Saturday, April 3, 2010

How do morals change? Paul Bloom Refutes Jonathan Haidt

Paul Bloom opinion has the age old philosophers error (thanks):

"
Indeed, many psychologists think that the reasoned arguments we make about why we have certain beliefs are mostly post-hoc justifications for gut reactions. As the social psychologist Jonathan Haidt puts it, although we like to think of ourselves as judges, reasoning through cases according to deeply held principles, in reality we are more like lawyers, making arguments for positions that have already been established. This implies we have little conscious control over our sense of right and wrong.
I predict that this theory of morality will be proved wrong in its wholesale rejection of reason. Emotional responses alone cannot explain one of the most interesting aspects of human nature: that morals evolve. The extent of the average person's sympathies has grown substantially and continues to do so. Contemporary readers of Nature, for example, have different beliefs about the rights of women, racial minorities and homosexuals compared with readers in the late 1800s, and different intuitions about the morality of practices such as slavery, child labour and the abuse of animals for public entertainment. Rational deliberation and debate have played a large part in this development."

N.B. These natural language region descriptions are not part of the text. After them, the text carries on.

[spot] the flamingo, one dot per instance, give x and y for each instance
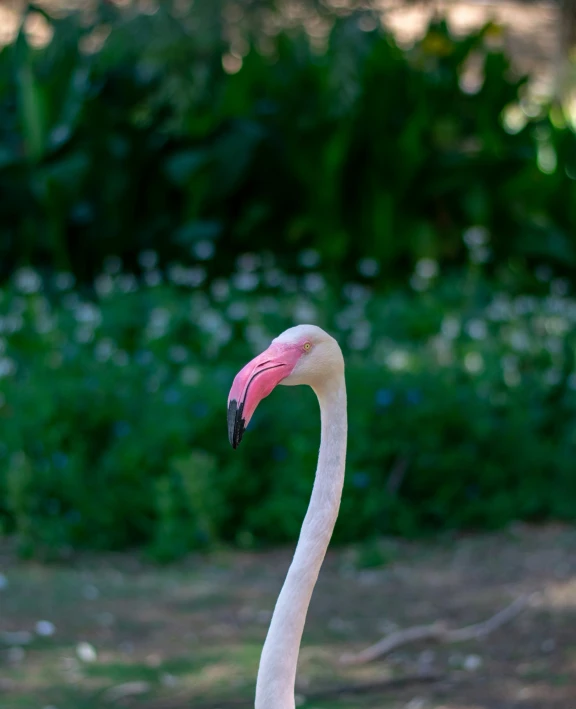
(304, 354)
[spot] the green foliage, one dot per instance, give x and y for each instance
(462, 409)
(125, 132)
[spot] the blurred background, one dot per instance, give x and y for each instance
(179, 182)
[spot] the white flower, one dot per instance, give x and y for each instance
(245, 281)
(45, 628)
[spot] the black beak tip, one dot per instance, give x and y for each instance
(236, 425)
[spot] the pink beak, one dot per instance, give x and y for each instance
(254, 382)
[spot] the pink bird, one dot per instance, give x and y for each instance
(301, 355)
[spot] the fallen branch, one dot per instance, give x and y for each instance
(319, 694)
(438, 632)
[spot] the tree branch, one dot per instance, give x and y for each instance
(438, 632)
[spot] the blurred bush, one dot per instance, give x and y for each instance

Paul Bloom and Jonathan Haidt both are right but also wrong. Haidt research is based on our daily emotions which rule over our reason. Bloom is taking about on a much grander scale, evolution of morality per se and tactically avoids the emotional battle we go through every second. The trick is the honing reason slowly during its everyday battle with emotions and in the process, transposing reason as part of our emotions. Hence, we see the change in morality of our civilization in every generation. On a grander scale, we are enchanted to see how far our morality has changed but the truth is speed of transposition still remains stagnant.